I recently faced a puzzling issue with PostgreSQL that left me scratching my head. What should have been a quick half-point story turned into a full story point task..

The Unexpected Sorting Surprise

After pushing a new sorting feature to the CI server, I noticed something odd. This was a Django application, and at first, the behavior was really mysterious.

But after some time I found that the problem was in how ORDER BY worked locally and on server.

On my local machine, when I ran:

SELECT * FROM users ORDER BY name;

The result was:

a
A
b
B

But on the server, I saw this instead:

A
B
a
b

Same query, different results. What was going on?

The Culprit: Collation Differences

At this point, it was easy to guess the root cause: collation settings.
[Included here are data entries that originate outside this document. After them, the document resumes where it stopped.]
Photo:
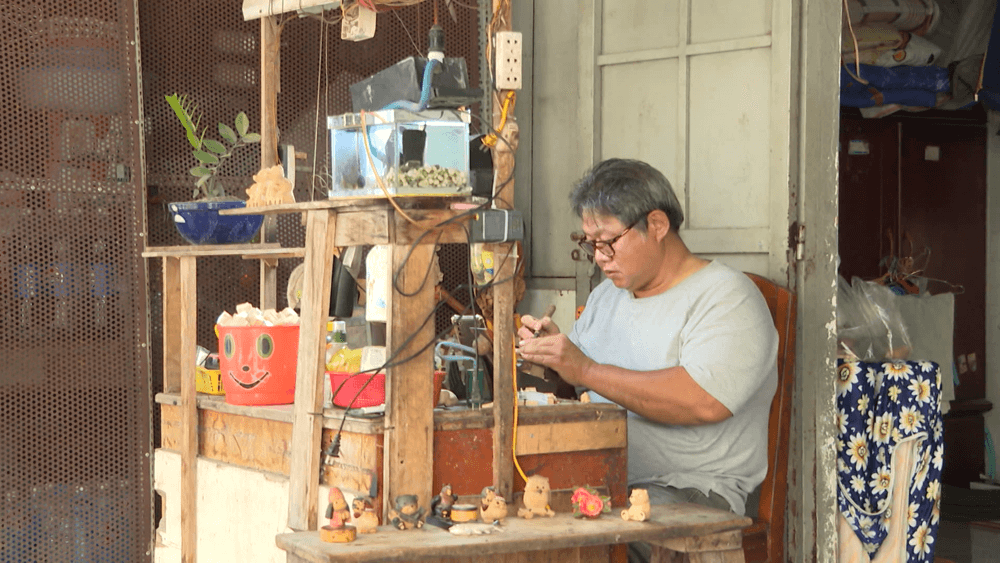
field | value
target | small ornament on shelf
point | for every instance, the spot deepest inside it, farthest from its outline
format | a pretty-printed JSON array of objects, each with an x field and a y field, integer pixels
[
  {"x": 407, "y": 513},
  {"x": 638, "y": 509},
  {"x": 496, "y": 511},
  {"x": 588, "y": 503},
  {"x": 536, "y": 498},
  {"x": 363, "y": 515},
  {"x": 338, "y": 530}
]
My local machine was using a case-insensitive collation that followed dictionary order, while the production server was using the default “C” locale, which sorts by ASCII codes.
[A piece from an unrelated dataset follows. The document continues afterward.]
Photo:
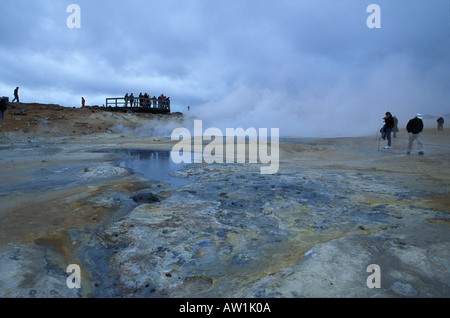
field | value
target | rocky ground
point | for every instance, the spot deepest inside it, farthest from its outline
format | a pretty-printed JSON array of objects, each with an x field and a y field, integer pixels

Attempted Fix: Specifying Collation

My first thought was to specify the collation for the column:

ALTER TABLE users ALTER COLUMN name TYPE VARCHAR COLLATE "en_US.utf8";

This approach should ensure consistent sorting for the column across all queries. However, I hit a snag…

The Server Complication

It turned out our production PostgreSQL server didn’t support the “en_US.utf8” collation I was trying to use.

This was unexpected and threw a wrench in my initial plan.

The Solution: LOWER to the Rescue

Ok different approach. I used LOWER in the ORDER BY clause:

SELECT * FROM users ORDER BY LOWER(name);

This method achieves case-insensitive sorting. It’s non-deterministic, but it works for my use case.

An additional benefit is that we don’t have to alter the table structure.

To make this solution more efficient, I created an index:

CREATE INDEX ON users (LOWER(name));

This index significantly improves query performance when using LOWER in the ORDER BY clause.